Can I see and remove keys I've trusted?
Yes — Settings → Trusted Hosts lists every trusted host:port with its fingerprint and lets you revoke any entry, which forces a fresh prompt on the next connection.
Do jump hosts work in Controller (enterprise) mode?
The per-session Jump (Bastion) picker is hidden in enterprise mode because the Controller acts as the egress/jump and manages the path centrally. Jump Host records are a Personal Mode (Local Agent) feature.

Troubleshooting

"Jump host refused to open a tunnel ... AllowTcpForwarding yes"

The bastion declined the direct-tcpip forward to the target. Set AllowTcpForwarding yes in the bastion's sshd_config and reload sshd. If a Match block or a per-user setting disables forwarding for the bastion account, that takes precedence — check it too.

# On the bastion
sudo sshd -T | grep -i allowtcpforwarding
# Expect: allowtcpforwarding yes

Authentication failed at the jump host

The bastion rejected the jump credentials. The error is raised at the jump-auth step before the target is contacted. Confirm the jump host's profile has the correct username and password/key for the bastion (not the target).
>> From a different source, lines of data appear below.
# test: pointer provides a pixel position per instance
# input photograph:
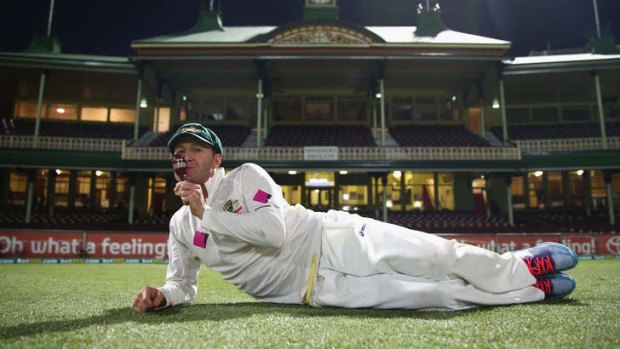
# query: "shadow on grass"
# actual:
(227, 311)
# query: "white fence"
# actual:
(66, 143)
(356, 153)
(344, 153)
(566, 144)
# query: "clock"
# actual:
(320, 3)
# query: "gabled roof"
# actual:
(64, 61)
(561, 63)
(319, 38)
(252, 35)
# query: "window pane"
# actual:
(351, 109)
(62, 112)
(237, 108)
(287, 109)
(29, 110)
(544, 114)
(425, 108)
(211, 108)
(401, 108)
(319, 108)
(575, 113)
(517, 115)
(94, 114)
(122, 115)
(163, 124)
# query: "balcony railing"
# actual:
(565, 144)
(65, 143)
(129, 152)
(356, 153)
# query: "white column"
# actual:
(37, 124)
(502, 108)
(259, 112)
(138, 98)
(601, 114)
(382, 91)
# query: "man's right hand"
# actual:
(148, 298)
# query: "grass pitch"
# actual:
(52, 306)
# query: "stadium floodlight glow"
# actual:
(495, 103)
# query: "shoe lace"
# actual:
(539, 265)
(544, 285)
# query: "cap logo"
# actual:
(191, 129)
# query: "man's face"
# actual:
(201, 160)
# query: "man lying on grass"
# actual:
(239, 225)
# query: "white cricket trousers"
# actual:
(366, 263)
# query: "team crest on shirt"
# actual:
(233, 206)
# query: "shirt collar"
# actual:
(213, 183)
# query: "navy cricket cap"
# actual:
(199, 132)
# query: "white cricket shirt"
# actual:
(249, 234)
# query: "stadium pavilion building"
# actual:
(384, 121)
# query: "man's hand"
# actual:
(192, 194)
(147, 299)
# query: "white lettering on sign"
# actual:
(320, 153)
(135, 247)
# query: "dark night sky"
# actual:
(107, 27)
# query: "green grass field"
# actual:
(52, 306)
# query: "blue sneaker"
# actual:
(548, 258)
(555, 286)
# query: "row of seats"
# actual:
(558, 131)
(447, 221)
(429, 221)
(436, 136)
(230, 135)
(320, 135)
(67, 129)
(565, 219)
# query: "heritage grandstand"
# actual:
(426, 127)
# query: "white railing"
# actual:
(354, 153)
(565, 144)
(344, 153)
(66, 143)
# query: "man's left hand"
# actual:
(191, 194)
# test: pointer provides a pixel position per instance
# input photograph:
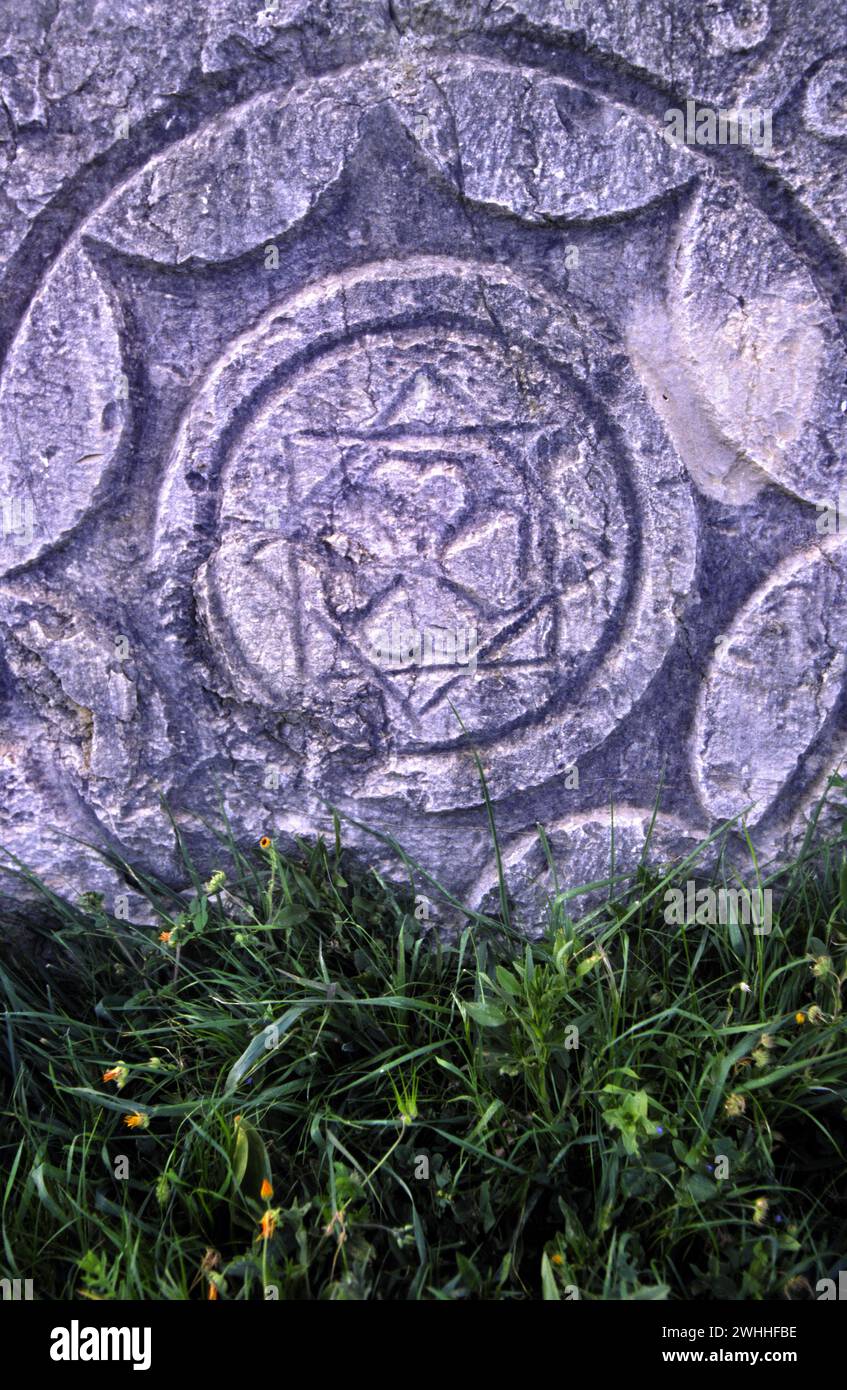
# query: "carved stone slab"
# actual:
(385, 382)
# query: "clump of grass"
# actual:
(291, 1086)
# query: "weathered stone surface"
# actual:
(378, 378)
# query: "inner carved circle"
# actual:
(424, 519)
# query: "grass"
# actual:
(618, 1109)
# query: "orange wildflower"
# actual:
(267, 1225)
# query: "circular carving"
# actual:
(456, 476)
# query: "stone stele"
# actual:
(384, 395)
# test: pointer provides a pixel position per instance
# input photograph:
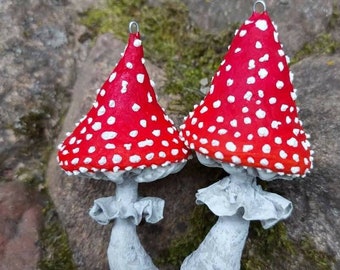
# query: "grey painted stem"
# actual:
(125, 252)
(222, 247)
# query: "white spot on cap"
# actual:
(237, 50)
(272, 100)
(217, 104)
(266, 148)
(110, 146)
(112, 76)
(258, 45)
(292, 142)
(250, 160)
(243, 33)
(263, 73)
(248, 95)
(278, 140)
(260, 114)
(263, 132)
(264, 58)
(230, 146)
(137, 43)
(245, 109)
(283, 154)
(222, 131)
(87, 160)
(101, 111)
(275, 124)
(150, 156)
(251, 80)
(102, 161)
(236, 159)
(279, 166)
(251, 64)
(143, 123)
(247, 120)
(280, 66)
(231, 99)
(230, 82)
(220, 119)
(75, 161)
(133, 133)
(233, 123)
(262, 25)
(295, 170)
(111, 120)
(215, 143)
(91, 149)
(116, 158)
(204, 109)
(135, 159)
(174, 152)
(279, 84)
(140, 78)
(112, 103)
(264, 162)
(156, 132)
(219, 155)
(146, 142)
(135, 107)
(72, 140)
(97, 126)
(108, 135)
(211, 129)
(247, 147)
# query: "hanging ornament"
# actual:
(126, 138)
(248, 125)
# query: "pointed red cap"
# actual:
(249, 117)
(126, 128)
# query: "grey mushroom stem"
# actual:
(125, 250)
(222, 247)
(236, 200)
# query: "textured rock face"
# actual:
(307, 18)
(38, 67)
(19, 227)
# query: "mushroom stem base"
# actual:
(222, 247)
(125, 252)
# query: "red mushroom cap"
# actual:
(126, 128)
(249, 117)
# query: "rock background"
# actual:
(46, 68)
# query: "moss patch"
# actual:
(170, 41)
(56, 253)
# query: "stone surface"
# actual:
(298, 21)
(317, 197)
(20, 217)
(40, 61)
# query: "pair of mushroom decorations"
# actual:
(247, 124)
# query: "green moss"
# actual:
(200, 223)
(56, 253)
(273, 249)
(170, 41)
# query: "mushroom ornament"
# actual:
(127, 138)
(248, 125)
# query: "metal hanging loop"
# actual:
(133, 27)
(262, 3)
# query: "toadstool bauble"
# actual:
(249, 116)
(248, 125)
(127, 138)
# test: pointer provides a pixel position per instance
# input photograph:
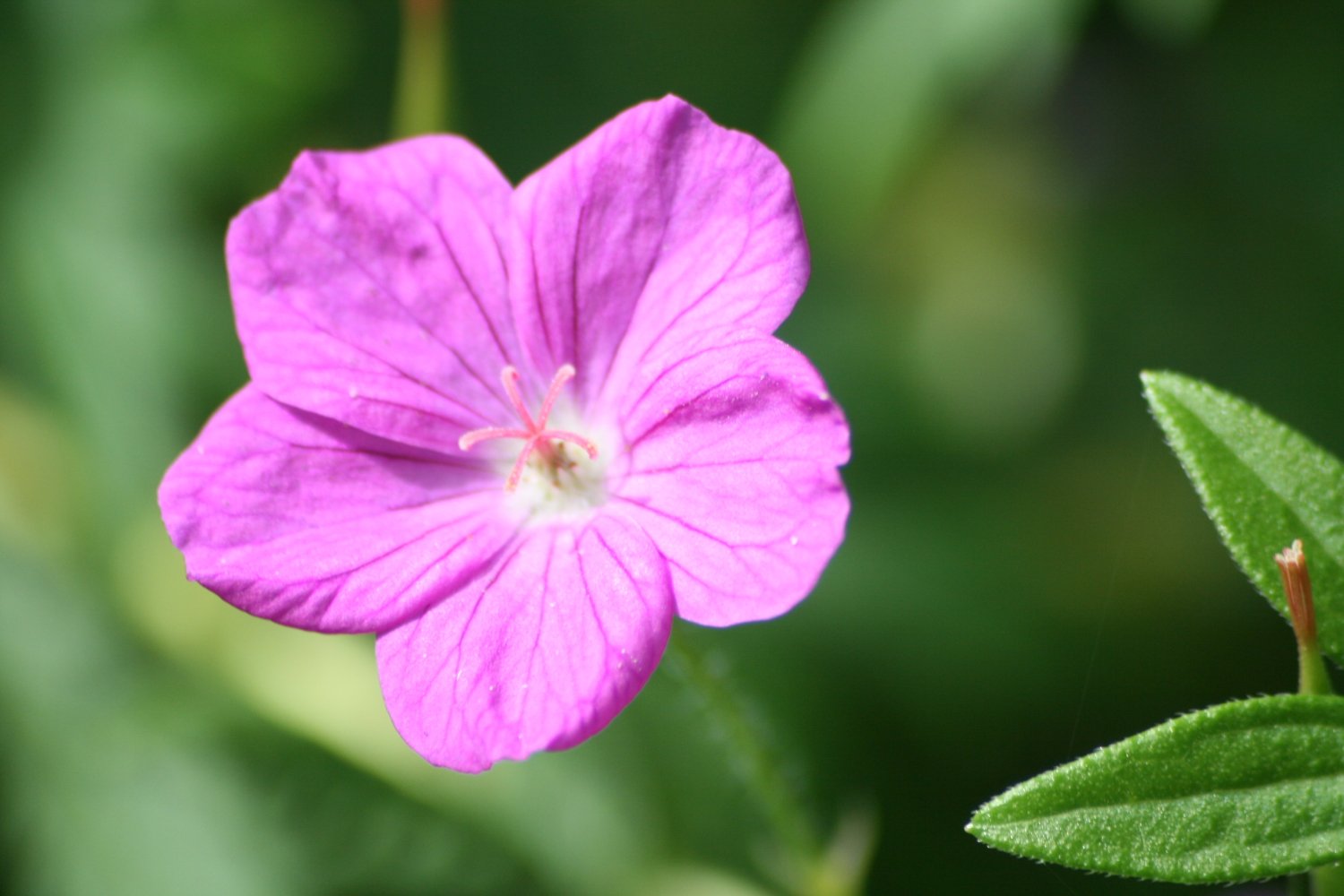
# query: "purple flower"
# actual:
(515, 432)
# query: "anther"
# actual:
(535, 435)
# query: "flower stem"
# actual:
(422, 77)
(811, 868)
(1312, 676)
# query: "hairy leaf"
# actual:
(1239, 791)
(1263, 485)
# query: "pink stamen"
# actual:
(534, 433)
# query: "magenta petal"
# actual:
(731, 470)
(655, 230)
(538, 654)
(373, 288)
(314, 524)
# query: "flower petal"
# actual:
(538, 654)
(656, 228)
(314, 524)
(730, 466)
(373, 288)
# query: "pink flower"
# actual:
(515, 432)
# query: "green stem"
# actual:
(1312, 677)
(763, 769)
(809, 866)
(422, 77)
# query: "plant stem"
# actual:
(422, 77)
(1312, 680)
(762, 764)
(812, 871)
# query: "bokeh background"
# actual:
(1015, 206)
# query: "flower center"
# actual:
(538, 438)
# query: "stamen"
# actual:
(534, 433)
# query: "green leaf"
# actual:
(1263, 485)
(1239, 791)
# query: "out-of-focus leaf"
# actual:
(881, 78)
(1238, 791)
(123, 777)
(1172, 21)
(1263, 484)
(40, 478)
(581, 820)
(102, 802)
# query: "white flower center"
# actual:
(556, 469)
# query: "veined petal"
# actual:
(319, 525)
(655, 230)
(539, 653)
(730, 466)
(373, 288)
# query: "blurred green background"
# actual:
(1015, 206)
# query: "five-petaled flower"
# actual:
(515, 432)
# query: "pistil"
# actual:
(535, 435)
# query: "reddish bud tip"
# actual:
(1297, 587)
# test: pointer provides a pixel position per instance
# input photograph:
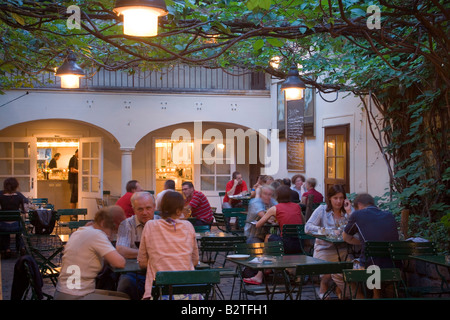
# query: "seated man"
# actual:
(310, 187)
(128, 238)
(369, 223)
(198, 205)
(256, 210)
(169, 185)
(236, 186)
(125, 201)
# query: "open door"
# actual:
(18, 158)
(90, 176)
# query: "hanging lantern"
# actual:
(140, 17)
(70, 72)
(293, 86)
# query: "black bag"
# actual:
(43, 220)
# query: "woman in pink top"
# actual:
(167, 244)
(285, 212)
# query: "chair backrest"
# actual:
(273, 248)
(392, 275)
(402, 250)
(376, 249)
(221, 244)
(72, 212)
(204, 228)
(11, 215)
(221, 222)
(322, 268)
(39, 200)
(186, 282)
(291, 230)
Authentication failed at the target (jump succeeded)

If the bastion connected but the target rejected auth, the error comes from the target hop. The credentials in use are the target session's profile — not the bastion's. Verify the target profile.

The host-key prompt never resolves / times out

A pending fingerprint prompt blocks the handshake for up to 120 seconds, then auto-rejects. If the modal didn't appear, make sure the app is focused and the vault is unlocked. The prompt covers whichever hop presented an unknown or changed key — bastion first, then target.

"Jump host referenced by session/profile no longer exists"

A session or profile points at a Jump Host (or Session) that was deleted. Edit the dependent session or profile and pick a valid jump, or set it to None for a direct connection.

"Vault is locked — cannot read credentials for jump"

The bastion's credentials live in the vault. Unlock it in Settings → Security and retry. See Credential Vault.

Backend rejects setting both jump fields

jump_host_id and jump_session_id are mutually exclusive. The UI prevents this, but if you script the API, send at most one of the two.